During this season of Lent, we have focused our attention on various ways to study, pray and reflect around inviting God to “create in us new hearts.” In the book of Revelation, John reveals what God is up to in those significant words of hope and promise, “See, I am making all things new.” The creation story is incomplete since human failings are real. Greed, selfishness, jealousy, violence and all forms of discrimination and making “others” invisible are negative expressions of agency. Redemption is God’s intervention in human existence to correct a self-absorbed free fall toward the creation of a new hell on earth obsessed with worshiping the self. A new heart is our penitential request to God, receiving it, tending to it, and offering it to participate in the divine corrective to this free fall. Seeking a new heart is not about stalling within the comfort of self-contentment. It is about positive, creative and generative agency. It is possible in God for each of us to be born from above with hearts beating with the heart of God, generating new worldviews of care and connection where agency is about doing the right things for the right reasons.

The questions for us amid a challenging sweep of a global trend in spiking nationalism are:

  • How are we joining God in the work of making all things new?
  • How are we standing our ground to resist and overcome the evils of obsessive self-interest?
  • How are we creating safe containers for those who are homeless—this includes us—in any or every way? Are we listening more? Are we telling our stories of resurrection and making ourselves productively vulnerable to each other?

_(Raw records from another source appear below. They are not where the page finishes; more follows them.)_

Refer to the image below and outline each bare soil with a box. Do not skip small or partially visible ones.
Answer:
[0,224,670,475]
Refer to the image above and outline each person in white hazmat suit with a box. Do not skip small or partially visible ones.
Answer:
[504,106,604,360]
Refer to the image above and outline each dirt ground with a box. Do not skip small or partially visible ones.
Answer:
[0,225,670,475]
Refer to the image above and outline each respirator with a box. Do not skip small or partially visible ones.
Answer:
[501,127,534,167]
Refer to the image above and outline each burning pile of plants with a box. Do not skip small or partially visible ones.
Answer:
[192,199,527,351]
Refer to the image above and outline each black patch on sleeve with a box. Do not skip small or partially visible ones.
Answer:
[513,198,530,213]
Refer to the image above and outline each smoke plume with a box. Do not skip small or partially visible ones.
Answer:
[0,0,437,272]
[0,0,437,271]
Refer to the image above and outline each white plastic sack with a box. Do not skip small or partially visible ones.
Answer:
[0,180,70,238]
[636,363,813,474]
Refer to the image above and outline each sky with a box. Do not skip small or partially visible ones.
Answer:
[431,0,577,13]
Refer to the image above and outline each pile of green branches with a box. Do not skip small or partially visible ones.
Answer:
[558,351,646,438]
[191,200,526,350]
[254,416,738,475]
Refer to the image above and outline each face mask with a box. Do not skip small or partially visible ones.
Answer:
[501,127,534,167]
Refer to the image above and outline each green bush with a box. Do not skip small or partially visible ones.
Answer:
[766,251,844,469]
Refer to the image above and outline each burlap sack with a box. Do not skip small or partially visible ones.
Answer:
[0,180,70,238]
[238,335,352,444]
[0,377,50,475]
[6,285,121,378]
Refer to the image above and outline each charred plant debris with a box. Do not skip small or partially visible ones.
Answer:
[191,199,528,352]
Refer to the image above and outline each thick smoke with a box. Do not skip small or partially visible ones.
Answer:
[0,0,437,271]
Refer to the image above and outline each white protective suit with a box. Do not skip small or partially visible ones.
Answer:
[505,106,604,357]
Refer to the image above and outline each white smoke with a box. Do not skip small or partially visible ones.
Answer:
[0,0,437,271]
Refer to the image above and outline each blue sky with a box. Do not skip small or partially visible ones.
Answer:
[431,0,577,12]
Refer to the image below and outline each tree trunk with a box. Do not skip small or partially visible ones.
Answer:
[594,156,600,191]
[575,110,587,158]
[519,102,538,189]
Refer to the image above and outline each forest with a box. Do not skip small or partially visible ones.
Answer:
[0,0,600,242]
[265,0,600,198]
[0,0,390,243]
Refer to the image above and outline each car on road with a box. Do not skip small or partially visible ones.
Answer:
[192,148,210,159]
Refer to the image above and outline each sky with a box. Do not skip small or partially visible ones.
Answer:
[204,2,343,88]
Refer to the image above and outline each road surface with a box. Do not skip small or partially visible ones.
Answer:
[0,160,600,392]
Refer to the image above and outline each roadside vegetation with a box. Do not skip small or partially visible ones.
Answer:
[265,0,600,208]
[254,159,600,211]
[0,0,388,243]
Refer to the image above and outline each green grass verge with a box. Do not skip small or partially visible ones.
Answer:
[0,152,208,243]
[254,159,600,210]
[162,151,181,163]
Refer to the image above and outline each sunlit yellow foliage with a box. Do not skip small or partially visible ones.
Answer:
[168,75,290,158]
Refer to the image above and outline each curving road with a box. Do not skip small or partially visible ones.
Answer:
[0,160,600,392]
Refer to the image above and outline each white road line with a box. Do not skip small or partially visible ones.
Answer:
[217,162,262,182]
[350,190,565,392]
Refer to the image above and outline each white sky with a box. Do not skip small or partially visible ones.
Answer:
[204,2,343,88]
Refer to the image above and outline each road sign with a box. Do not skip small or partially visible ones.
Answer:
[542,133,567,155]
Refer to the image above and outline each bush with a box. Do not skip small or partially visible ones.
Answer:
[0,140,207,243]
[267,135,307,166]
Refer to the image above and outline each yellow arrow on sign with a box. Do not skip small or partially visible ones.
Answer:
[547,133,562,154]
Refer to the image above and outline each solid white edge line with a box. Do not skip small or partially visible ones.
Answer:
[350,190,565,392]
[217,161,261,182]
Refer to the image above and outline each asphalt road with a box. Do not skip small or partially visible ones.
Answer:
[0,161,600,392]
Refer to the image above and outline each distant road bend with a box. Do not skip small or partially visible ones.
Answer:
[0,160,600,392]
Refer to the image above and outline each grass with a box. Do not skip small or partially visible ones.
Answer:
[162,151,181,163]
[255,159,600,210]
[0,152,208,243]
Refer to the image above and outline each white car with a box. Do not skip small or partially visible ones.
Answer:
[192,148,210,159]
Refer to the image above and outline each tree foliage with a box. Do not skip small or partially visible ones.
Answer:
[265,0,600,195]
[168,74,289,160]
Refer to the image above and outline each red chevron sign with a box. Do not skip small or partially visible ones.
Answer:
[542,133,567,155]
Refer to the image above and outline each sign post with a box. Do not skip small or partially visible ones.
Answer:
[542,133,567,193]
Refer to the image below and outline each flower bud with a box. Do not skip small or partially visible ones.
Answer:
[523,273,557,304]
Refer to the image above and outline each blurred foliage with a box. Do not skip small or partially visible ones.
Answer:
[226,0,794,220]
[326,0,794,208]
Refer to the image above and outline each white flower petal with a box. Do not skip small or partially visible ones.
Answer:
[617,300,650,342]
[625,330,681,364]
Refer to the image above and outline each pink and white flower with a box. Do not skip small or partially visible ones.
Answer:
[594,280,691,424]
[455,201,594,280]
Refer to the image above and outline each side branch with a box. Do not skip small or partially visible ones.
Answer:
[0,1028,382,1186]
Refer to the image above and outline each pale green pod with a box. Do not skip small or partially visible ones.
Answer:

As we approach Holy Week, I invite your sense of clarity and confidence that the Gospel of Jesus Christ, in its various contexts of challenge, has thrived because it is about making all things new. Not only does this new thing come to fruition through embodied catalysts/disciples/leaders, but it gains its purpose from the resurrection, not death. While death happens, resurrection is a God thing. God is doing many new things among us. One of many signs I see is that by God’s grace, as a diocese, we grew in our average Sunday attendance — not by a lot but surely like a mustard seed — by 1.3% in 2016. To me, that is a lagging indicator of the fact that we are connecting and growing spiritually and in missional ways. Thank you, Jesus! Where Christ is, there is resurrection. The Rochester branch of the Jesus Movement is being raised up and we are witnesses to this new thing that God is doing. I cannot explain a whole lot about it, just like I cannot explain the resurrection a whole lot. All I can say is that it’s a God thing and it causes me to repeat our confidence, “Yet even at the grave we make our song: Alleluia! Alleluia!! Alleluia!!!”